Maybe he could buy Kevin a present. No. What the fuck was he thinking? Mitch had already made a comment about them being gay because he wanted to wash Linda’s perfume smell off himself, so if he actually bought Kevin a present, it would open the floodgates of ridicule. Not to mention the way Kevin would probably react. Given the fact that Doug had known the guy for four years and had never been moved to buy him anything before except a pack of cigarettes, suddenly showing up at Kevin’s door (which, of course, was also Linda’s door) with a lavish gift might arouse his curiosity. And what would Linda think? Shit, shit, shit. This was all wrong.

He heard Kevin come in downstairs and could hear the muffled sound of Kevin and Mitch talking. He shut off the shower, toweled himself off, and listened to their conversation. They were talking about how he and Mitch would have to go grocery shopping now that Doug could no longer bring food home from the restaurant.

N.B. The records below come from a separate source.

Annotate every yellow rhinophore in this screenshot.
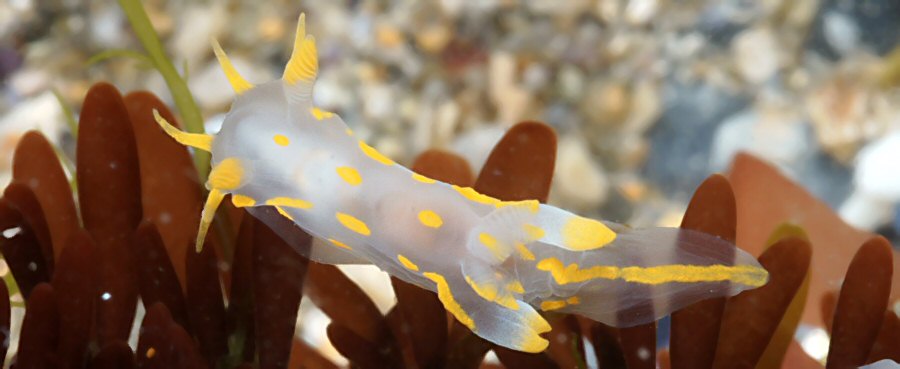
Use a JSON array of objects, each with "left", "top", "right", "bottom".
[
  {"left": 422, "top": 272, "right": 475, "bottom": 332},
  {"left": 153, "top": 109, "right": 213, "bottom": 151},
  {"left": 212, "top": 39, "right": 253, "bottom": 95},
  {"left": 282, "top": 14, "right": 319, "bottom": 85},
  {"left": 195, "top": 158, "right": 244, "bottom": 252}
]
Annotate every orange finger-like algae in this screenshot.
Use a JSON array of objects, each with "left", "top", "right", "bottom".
[
  {"left": 51, "top": 230, "right": 98, "bottom": 368},
  {"left": 826, "top": 237, "right": 893, "bottom": 368},
  {"left": 669, "top": 175, "right": 737, "bottom": 369},
  {"left": 124, "top": 91, "right": 203, "bottom": 281},
  {"left": 75, "top": 83, "right": 143, "bottom": 345},
  {"left": 13, "top": 131, "right": 79, "bottom": 258},
  {"left": 712, "top": 238, "right": 811, "bottom": 368}
]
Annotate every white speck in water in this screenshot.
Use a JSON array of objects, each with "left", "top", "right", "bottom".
[
  {"left": 794, "top": 324, "right": 829, "bottom": 361},
  {"left": 159, "top": 211, "right": 172, "bottom": 224},
  {"left": 3, "top": 227, "right": 22, "bottom": 238},
  {"left": 638, "top": 346, "right": 650, "bottom": 361}
]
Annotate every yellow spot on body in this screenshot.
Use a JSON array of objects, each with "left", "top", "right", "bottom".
[
  {"left": 516, "top": 243, "right": 535, "bottom": 261},
  {"left": 397, "top": 255, "right": 419, "bottom": 272},
  {"left": 282, "top": 14, "right": 319, "bottom": 85},
  {"left": 335, "top": 212, "right": 372, "bottom": 236},
  {"left": 522, "top": 224, "right": 547, "bottom": 241},
  {"left": 537, "top": 258, "right": 769, "bottom": 287},
  {"left": 412, "top": 172, "right": 437, "bottom": 184},
  {"left": 153, "top": 109, "right": 213, "bottom": 151},
  {"left": 520, "top": 334, "right": 550, "bottom": 354},
  {"left": 336, "top": 167, "right": 362, "bottom": 186},
  {"left": 419, "top": 210, "right": 444, "bottom": 228},
  {"left": 422, "top": 272, "right": 476, "bottom": 332},
  {"left": 275, "top": 206, "right": 294, "bottom": 222},
  {"left": 266, "top": 197, "right": 312, "bottom": 209},
  {"left": 207, "top": 158, "right": 244, "bottom": 191},
  {"left": 506, "top": 281, "right": 525, "bottom": 293},
  {"left": 231, "top": 194, "right": 256, "bottom": 208},
  {"left": 359, "top": 140, "right": 394, "bottom": 165},
  {"left": 328, "top": 238, "right": 353, "bottom": 250},
  {"left": 541, "top": 300, "right": 566, "bottom": 311},
  {"left": 309, "top": 108, "right": 334, "bottom": 120},
  {"left": 562, "top": 216, "right": 616, "bottom": 251},
  {"left": 212, "top": 39, "right": 253, "bottom": 95},
  {"left": 272, "top": 135, "right": 291, "bottom": 146}
]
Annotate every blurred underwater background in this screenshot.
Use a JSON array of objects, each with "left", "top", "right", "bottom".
[{"left": 0, "top": 0, "right": 900, "bottom": 368}]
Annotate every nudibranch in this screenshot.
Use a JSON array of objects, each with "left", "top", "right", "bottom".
[{"left": 155, "top": 15, "right": 768, "bottom": 352}]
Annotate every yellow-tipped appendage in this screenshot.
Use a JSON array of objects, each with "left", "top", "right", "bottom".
[
  {"left": 196, "top": 158, "right": 244, "bottom": 252},
  {"left": 211, "top": 39, "right": 253, "bottom": 95},
  {"left": 282, "top": 14, "right": 319, "bottom": 85},
  {"left": 153, "top": 109, "right": 213, "bottom": 151}
]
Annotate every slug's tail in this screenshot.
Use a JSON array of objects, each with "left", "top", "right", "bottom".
[{"left": 518, "top": 224, "right": 768, "bottom": 326}]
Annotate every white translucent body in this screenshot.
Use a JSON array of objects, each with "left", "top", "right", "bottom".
[{"left": 212, "top": 80, "right": 765, "bottom": 351}]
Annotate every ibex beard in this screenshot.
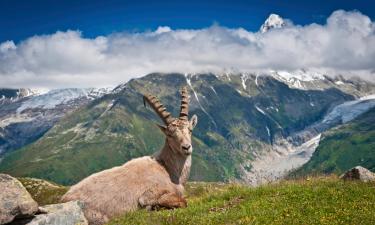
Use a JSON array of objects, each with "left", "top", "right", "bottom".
[{"left": 61, "top": 87, "right": 198, "bottom": 225}]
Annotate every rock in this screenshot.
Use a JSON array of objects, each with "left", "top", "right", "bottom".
[
  {"left": 27, "top": 201, "right": 88, "bottom": 225},
  {"left": 340, "top": 166, "right": 375, "bottom": 182},
  {"left": 0, "top": 174, "right": 38, "bottom": 224}
]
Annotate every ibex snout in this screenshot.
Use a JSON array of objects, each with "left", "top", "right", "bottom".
[{"left": 181, "top": 144, "right": 193, "bottom": 155}]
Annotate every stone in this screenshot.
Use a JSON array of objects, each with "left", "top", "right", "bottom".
[
  {"left": 340, "top": 166, "right": 375, "bottom": 182},
  {"left": 27, "top": 201, "right": 88, "bottom": 225},
  {"left": 0, "top": 174, "right": 38, "bottom": 224}
]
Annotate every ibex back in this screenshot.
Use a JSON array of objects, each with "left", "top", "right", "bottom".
[{"left": 62, "top": 87, "right": 197, "bottom": 224}]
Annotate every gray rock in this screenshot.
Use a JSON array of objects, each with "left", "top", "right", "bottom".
[
  {"left": 0, "top": 174, "right": 38, "bottom": 224},
  {"left": 340, "top": 166, "right": 375, "bottom": 182},
  {"left": 28, "top": 201, "right": 88, "bottom": 225}
]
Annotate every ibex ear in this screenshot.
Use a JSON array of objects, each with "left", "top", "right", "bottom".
[
  {"left": 156, "top": 124, "right": 167, "bottom": 134},
  {"left": 190, "top": 115, "right": 198, "bottom": 129}
]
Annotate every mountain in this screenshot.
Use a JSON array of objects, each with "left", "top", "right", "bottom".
[
  {"left": 0, "top": 88, "right": 109, "bottom": 156},
  {"left": 291, "top": 107, "right": 375, "bottom": 176},
  {"left": 0, "top": 70, "right": 375, "bottom": 184},
  {"left": 259, "top": 13, "right": 286, "bottom": 33}
]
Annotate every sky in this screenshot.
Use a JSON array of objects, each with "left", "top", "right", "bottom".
[{"left": 0, "top": 0, "right": 375, "bottom": 88}]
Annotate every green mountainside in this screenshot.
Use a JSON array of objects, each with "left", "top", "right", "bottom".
[
  {"left": 109, "top": 177, "right": 375, "bottom": 225},
  {"left": 291, "top": 108, "right": 375, "bottom": 176},
  {"left": 0, "top": 74, "right": 354, "bottom": 184}
]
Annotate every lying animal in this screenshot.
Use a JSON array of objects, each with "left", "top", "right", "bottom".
[{"left": 62, "top": 87, "right": 197, "bottom": 224}]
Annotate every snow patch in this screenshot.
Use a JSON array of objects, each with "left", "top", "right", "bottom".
[{"left": 245, "top": 134, "right": 321, "bottom": 186}]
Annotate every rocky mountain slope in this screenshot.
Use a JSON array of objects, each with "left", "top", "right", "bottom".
[
  {"left": 291, "top": 108, "right": 375, "bottom": 176},
  {"left": 0, "top": 88, "right": 109, "bottom": 157},
  {"left": 0, "top": 70, "right": 375, "bottom": 184}
]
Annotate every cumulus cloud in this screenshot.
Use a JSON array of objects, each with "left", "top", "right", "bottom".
[{"left": 0, "top": 10, "right": 375, "bottom": 88}]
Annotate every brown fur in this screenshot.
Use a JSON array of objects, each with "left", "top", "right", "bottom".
[{"left": 62, "top": 101, "right": 197, "bottom": 224}]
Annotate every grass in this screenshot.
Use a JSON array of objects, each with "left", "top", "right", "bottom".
[
  {"left": 17, "top": 177, "right": 68, "bottom": 205},
  {"left": 109, "top": 177, "right": 375, "bottom": 225}
]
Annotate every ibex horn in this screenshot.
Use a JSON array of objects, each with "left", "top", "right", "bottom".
[
  {"left": 143, "top": 94, "right": 174, "bottom": 125},
  {"left": 180, "top": 87, "right": 189, "bottom": 121}
]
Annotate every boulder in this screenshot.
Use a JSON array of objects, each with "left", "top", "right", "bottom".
[
  {"left": 340, "top": 166, "right": 375, "bottom": 182},
  {"left": 0, "top": 174, "right": 38, "bottom": 224},
  {"left": 27, "top": 201, "right": 88, "bottom": 225}
]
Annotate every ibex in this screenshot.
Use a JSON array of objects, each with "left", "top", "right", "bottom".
[{"left": 61, "top": 87, "right": 197, "bottom": 224}]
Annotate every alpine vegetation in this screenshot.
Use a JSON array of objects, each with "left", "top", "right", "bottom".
[{"left": 62, "top": 87, "right": 197, "bottom": 224}]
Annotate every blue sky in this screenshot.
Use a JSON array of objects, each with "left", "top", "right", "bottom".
[
  {"left": 0, "top": 0, "right": 375, "bottom": 43},
  {"left": 0, "top": 0, "right": 375, "bottom": 88}
]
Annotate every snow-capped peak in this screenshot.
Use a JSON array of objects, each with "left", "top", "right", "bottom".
[{"left": 260, "top": 13, "right": 286, "bottom": 33}]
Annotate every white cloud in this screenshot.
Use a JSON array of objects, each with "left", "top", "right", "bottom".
[{"left": 0, "top": 10, "right": 375, "bottom": 88}]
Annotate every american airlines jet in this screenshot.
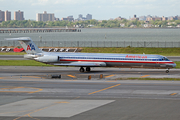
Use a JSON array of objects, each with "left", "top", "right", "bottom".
[{"left": 6, "top": 37, "right": 176, "bottom": 73}]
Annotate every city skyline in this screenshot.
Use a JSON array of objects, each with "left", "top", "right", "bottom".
[{"left": 0, "top": 0, "right": 180, "bottom": 20}]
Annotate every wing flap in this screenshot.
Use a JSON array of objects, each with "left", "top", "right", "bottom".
[{"left": 54, "top": 62, "right": 106, "bottom": 67}]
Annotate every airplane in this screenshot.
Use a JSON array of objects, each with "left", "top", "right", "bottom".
[{"left": 6, "top": 37, "right": 176, "bottom": 73}]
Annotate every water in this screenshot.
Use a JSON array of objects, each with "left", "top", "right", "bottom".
[{"left": 0, "top": 29, "right": 180, "bottom": 42}]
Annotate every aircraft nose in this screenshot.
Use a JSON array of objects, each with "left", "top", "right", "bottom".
[{"left": 34, "top": 57, "right": 39, "bottom": 61}]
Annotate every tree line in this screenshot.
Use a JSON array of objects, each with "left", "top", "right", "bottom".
[{"left": 0, "top": 19, "right": 180, "bottom": 28}]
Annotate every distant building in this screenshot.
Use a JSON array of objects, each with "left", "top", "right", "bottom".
[
  {"left": 162, "top": 16, "right": 168, "bottom": 21},
  {"left": 139, "top": 16, "right": 147, "bottom": 21},
  {"left": 0, "top": 10, "right": 4, "bottom": 22},
  {"left": 76, "top": 14, "right": 92, "bottom": 21},
  {"left": 131, "top": 15, "right": 139, "bottom": 20},
  {"left": 36, "top": 11, "right": 55, "bottom": 22},
  {"left": 4, "top": 10, "right": 11, "bottom": 21},
  {"left": 86, "top": 14, "right": 92, "bottom": 20},
  {"left": 115, "top": 16, "right": 124, "bottom": 20},
  {"left": 146, "top": 16, "right": 162, "bottom": 21},
  {"left": 14, "top": 10, "right": 24, "bottom": 20}
]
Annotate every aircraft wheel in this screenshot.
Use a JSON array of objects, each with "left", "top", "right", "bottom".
[
  {"left": 79, "top": 67, "right": 84, "bottom": 72},
  {"left": 86, "top": 67, "right": 91, "bottom": 72},
  {"left": 166, "top": 70, "right": 169, "bottom": 73}
]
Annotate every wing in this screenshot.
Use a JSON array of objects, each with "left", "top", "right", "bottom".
[{"left": 54, "top": 62, "right": 106, "bottom": 67}]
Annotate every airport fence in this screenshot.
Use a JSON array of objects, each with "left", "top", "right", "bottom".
[{"left": 0, "top": 41, "right": 180, "bottom": 48}]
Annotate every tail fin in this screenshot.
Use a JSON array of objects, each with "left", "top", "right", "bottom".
[{"left": 6, "top": 37, "right": 42, "bottom": 54}]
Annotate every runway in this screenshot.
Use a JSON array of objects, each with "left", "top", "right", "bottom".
[
  {"left": 0, "top": 66, "right": 180, "bottom": 120},
  {"left": 0, "top": 55, "right": 180, "bottom": 61}
]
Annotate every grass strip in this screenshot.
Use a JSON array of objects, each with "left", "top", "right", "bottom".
[{"left": 116, "top": 78, "right": 180, "bottom": 81}]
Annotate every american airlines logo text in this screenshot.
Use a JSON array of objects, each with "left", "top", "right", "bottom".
[
  {"left": 27, "top": 43, "right": 35, "bottom": 51},
  {"left": 126, "top": 55, "right": 147, "bottom": 59}
]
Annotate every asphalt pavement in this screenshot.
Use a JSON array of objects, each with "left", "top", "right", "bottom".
[{"left": 0, "top": 66, "right": 180, "bottom": 120}]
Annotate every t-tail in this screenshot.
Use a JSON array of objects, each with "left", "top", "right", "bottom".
[{"left": 6, "top": 37, "right": 42, "bottom": 55}]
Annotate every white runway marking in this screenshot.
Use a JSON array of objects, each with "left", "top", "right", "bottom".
[{"left": 0, "top": 99, "right": 114, "bottom": 119}]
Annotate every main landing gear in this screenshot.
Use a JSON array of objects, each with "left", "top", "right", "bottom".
[{"left": 79, "top": 67, "right": 91, "bottom": 72}]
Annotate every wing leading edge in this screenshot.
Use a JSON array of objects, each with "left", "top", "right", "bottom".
[{"left": 54, "top": 62, "right": 106, "bottom": 67}]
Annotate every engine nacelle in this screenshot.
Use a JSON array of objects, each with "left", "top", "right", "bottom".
[
  {"left": 24, "top": 53, "right": 43, "bottom": 59},
  {"left": 34, "top": 56, "right": 58, "bottom": 63}
]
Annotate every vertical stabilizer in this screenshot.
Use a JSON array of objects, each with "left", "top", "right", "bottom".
[{"left": 6, "top": 37, "right": 42, "bottom": 54}]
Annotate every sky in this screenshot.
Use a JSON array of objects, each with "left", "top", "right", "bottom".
[{"left": 0, "top": 0, "right": 180, "bottom": 20}]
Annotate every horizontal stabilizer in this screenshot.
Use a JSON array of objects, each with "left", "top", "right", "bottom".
[
  {"left": 54, "top": 62, "right": 106, "bottom": 67},
  {"left": 5, "top": 37, "right": 42, "bottom": 54}
]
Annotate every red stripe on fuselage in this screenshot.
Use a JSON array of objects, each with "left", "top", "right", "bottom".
[{"left": 60, "top": 59, "right": 175, "bottom": 64}]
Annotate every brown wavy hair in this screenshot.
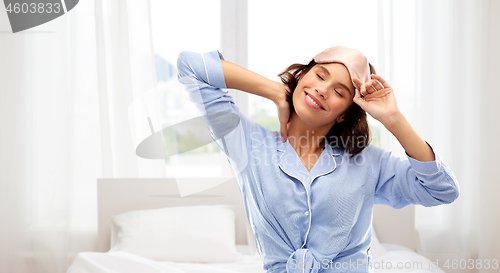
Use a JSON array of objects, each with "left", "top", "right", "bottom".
[{"left": 278, "top": 60, "right": 376, "bottom": 158}]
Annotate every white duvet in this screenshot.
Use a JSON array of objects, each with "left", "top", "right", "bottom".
[{"left": 68, "top": 244, "right": 444, "bottom": 273}]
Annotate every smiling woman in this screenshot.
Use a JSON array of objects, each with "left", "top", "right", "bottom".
[{"left": 279, "top": 47, "right": 375, "bottom": 156}]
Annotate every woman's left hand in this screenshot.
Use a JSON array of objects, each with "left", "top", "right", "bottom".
[{"left": 353, "top": 74, "right": 400, "bottom": 125}]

Surprisingly, the sound of Kevin’s voice did not fill him with anxiety. Instead, he found it oddly reassuring, as if the idea of Kevin were more menacing than Kevin himself. Perhaps this life of deceit that he had just embarked on would not be as terrible and karma-destroying as he had first imagined. He would do something nice for Kevin but he didn’t know what yet. Not a present though. He could take his time and figure something out. He felt himself calming down and emerged from the shower to go downstairs.

“Hey, dude. That sucks about your job,” Kevin said as he saw him coming down the stairs. “Here. Maybe this’ll help.” Kevin tossed him a dime bag of weed. “It’s mostly sticks and stems, but I thought it might ease the pain of unemployment.”